Ehunmilak, fatica basca con orgoglio

14 Settembre 2015 di Silvana Lattanzio

Siamo a Beasain: nord della Spagna, Paesi Baschi. L’ultra trail Ehunmilak è basca persino nel nome: Ehunmilak, 100 miglia. Dunque 168 sono i chilometri che i valorosi atleti devono affrontare, con 11.000 m di dislivello positivo, in un tempo massimo di 48 ore. Giro in zona ritiro pettorali, un campo dove usualmente i ragazzini giocano alla pelota, c’è un gran fermento. Le gare sono su tre distanze: 168 chilometri, appunto, 88 e, per la prima volta, anche 42, con partenze differenziate, ma tutte dalla piazza centrale del paese. Oltre mille i partecipanti. Per la più dura lo start è alle 18, a seguire le altre. Bene, ci siamo: sotto l’arco si assiepano i lunghisti, una musica da brivido incalza e dà coraggio. È di Vangelis: Conquest of Paradise, Conquista del paradiso. Un titolo, una speranza. Sono concentrati, sanno cosa li aspetta. Via! Partono questi cavalieri della montagna per la loro personale crociata. Un vecchietto seduto sulla panchina a godersi il fresco dice che torneranno “Muy scansados”; già, di certo molto stanchi, ma vogliono misurare il loro limite, spostare l’asticella un po’ più in alto. Grande pubblico, musica più forte, applausi, emozione: tutto questo dovrà bastare per un bel po’.

Animo, buena suerte! Così grida il pubblico fino all’ultimo concorrente che, in coda, chiude le fila. Li seguo nella notte, nei tratti in cui si può, su efficientissime ambulanze, corricchio dove riesco. I track passano dall’essere corribili e nei boschi a quasi arrampicate rocciose e gli atleti alternano momenti di solitudine a pubblico che li incoraggia quando attraversano i loro paesini e arrivano nei punti ristoro, presepi nella notte. Qui c’è di tutto: dalla pasta calda a frutta, formaggi, biscotti, minestra, tè, caffè. I primi li passano di fretta, mangiano concitati e scappano via, con la loro luce frontale accesa, lucciole nel buio. Applausi agli arrivi e alle ripartenze, grande partecipazione. Mandubia, Zummaraga, Gorlako… Passa la notte, un mattino livido accoglie i concorrenti sparsi lungo i tanti chilometri di percorso. Meglio. Il caldo renderebbe tutto più difficile. Tolosa, 77esimo chilometro, 1° punto vita: qui i concorrenti possono cambiarsi con vestiti preventivamente messi nelle loro sacche, si riposano un po’, ma poco perché in gare così super lunghe non si sa cosa riserva la montagna, più si sta in giro e più si è a rischio imprevisti.
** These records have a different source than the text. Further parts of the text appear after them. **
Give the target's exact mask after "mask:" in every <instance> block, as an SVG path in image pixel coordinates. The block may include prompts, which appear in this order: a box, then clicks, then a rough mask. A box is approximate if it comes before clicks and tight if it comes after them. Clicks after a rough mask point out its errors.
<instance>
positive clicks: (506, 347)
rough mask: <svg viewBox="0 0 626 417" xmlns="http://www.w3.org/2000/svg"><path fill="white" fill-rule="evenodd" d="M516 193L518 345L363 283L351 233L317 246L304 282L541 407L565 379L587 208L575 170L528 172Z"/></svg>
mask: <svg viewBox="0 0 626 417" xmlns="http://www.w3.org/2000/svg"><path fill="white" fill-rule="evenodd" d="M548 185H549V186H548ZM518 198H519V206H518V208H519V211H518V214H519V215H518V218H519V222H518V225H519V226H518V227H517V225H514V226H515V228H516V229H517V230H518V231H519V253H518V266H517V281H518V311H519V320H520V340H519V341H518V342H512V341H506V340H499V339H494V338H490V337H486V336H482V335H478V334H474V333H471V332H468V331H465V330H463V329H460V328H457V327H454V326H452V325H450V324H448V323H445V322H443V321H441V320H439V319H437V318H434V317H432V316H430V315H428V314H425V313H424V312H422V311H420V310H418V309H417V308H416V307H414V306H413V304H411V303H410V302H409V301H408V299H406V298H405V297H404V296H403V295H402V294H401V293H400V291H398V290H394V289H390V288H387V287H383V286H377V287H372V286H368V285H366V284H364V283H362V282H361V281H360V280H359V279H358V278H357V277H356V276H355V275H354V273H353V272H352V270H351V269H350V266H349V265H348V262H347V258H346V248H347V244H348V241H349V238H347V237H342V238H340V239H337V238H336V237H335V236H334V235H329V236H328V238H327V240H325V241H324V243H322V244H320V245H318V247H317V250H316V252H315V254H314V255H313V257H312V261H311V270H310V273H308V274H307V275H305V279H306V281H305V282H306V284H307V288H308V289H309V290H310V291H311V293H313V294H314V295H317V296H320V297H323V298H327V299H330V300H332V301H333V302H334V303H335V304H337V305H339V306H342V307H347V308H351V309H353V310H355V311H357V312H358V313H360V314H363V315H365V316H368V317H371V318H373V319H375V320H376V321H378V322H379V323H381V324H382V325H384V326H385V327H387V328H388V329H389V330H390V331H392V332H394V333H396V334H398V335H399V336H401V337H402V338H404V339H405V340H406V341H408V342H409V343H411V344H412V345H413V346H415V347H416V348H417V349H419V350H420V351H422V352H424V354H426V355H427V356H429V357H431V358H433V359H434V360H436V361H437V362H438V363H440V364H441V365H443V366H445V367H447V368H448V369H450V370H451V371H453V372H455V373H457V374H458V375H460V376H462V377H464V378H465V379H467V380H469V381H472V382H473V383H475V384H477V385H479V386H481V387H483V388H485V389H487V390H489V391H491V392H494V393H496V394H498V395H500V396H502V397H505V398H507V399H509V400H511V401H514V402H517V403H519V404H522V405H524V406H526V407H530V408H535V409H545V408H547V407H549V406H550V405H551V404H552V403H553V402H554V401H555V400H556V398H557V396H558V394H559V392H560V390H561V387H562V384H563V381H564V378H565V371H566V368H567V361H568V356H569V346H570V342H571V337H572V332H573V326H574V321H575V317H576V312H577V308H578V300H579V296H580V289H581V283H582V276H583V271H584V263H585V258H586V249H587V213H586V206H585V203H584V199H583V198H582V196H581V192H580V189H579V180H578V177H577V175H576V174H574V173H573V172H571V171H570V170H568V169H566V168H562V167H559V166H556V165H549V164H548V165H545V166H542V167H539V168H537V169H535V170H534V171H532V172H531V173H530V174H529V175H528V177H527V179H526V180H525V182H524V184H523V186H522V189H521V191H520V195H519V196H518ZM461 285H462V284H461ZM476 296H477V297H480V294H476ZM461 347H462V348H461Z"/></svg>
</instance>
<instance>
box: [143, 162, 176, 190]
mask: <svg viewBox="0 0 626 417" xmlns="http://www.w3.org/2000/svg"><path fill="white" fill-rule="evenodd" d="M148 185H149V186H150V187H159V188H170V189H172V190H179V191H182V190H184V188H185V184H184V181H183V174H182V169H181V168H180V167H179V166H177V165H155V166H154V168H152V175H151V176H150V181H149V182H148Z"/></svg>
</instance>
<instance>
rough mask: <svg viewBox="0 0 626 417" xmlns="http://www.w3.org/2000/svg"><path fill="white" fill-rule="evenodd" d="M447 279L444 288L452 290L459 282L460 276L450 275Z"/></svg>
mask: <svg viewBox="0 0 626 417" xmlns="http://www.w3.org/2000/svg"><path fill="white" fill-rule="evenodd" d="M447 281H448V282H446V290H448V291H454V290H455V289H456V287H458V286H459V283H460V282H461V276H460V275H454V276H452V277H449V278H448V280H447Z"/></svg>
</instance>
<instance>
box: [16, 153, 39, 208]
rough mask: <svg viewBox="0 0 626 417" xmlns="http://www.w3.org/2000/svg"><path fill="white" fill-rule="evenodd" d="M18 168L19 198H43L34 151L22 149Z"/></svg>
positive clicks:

E infatti, dopo una giornata incerta, arriva una pioggerellina che nella seconda notte diventa quasi tempesta, nuvole basse come nebbia. L’ambulanza accoglie qualche ritirato, una ragazza sale con un’andatura contratta, come di mal di stomaco. Negli occhi dolore/dispiacere/delusione. Non le chiedo niente, non avrebbe voglia di rispondermi.

Primo a traguardare la finish line è Imanol Aleson, dopo 24 ore e spiccioli. Faccia tirata e muscoli di più, ma con la gioia negli occhi di chi ce l’ha fatta. L’anno scorso aveva sfiorato il podio in un quasi testa a testa (anche se terminato con più di un’ora di vantaggio), con Dominguez Ledo Javi che in questa edizione, la sesta, è rimasto fuori dalla gara causa infortunio, ma che è al di là delle transenne per stringergli la mano, che si allarga in un abbraccio tra i due campioni: il principe e il re. A Extegarate il secondo e ultimo punto vita, sembrerebbe quasi fatta ma l’ultima parte è tra le più impegnative. Si tiene duro, si arriva e si passa sotto l’arco. Incontro Marco e Cristina, manager a Milano e trailer qui. “La notte al monte dopo San Adrian, dopo 139 km, abbiamo trovato vento forte, pioggia battente, nebbia, freddo fino a 0 gradi e, soprattutto, zero visibilità. Difficoltà a individuare le balise e conseguente allungamento spropositato del tempo”. Due aggettivi per definire la gara: “Durissima e calorosa”. L’adrenalina di colpo sparisce, resta il mal di gambe ma anche la grande gioia di avercela fatta. Il primo come l’ultimo, la stessa felicità, sono tutti campeones. Si stanno smontando i battenti della gara, svolazza qualche nastro segnaletico bianco e rosso, i ragazzini sono tornati a giocare alla pelota nel loro campo.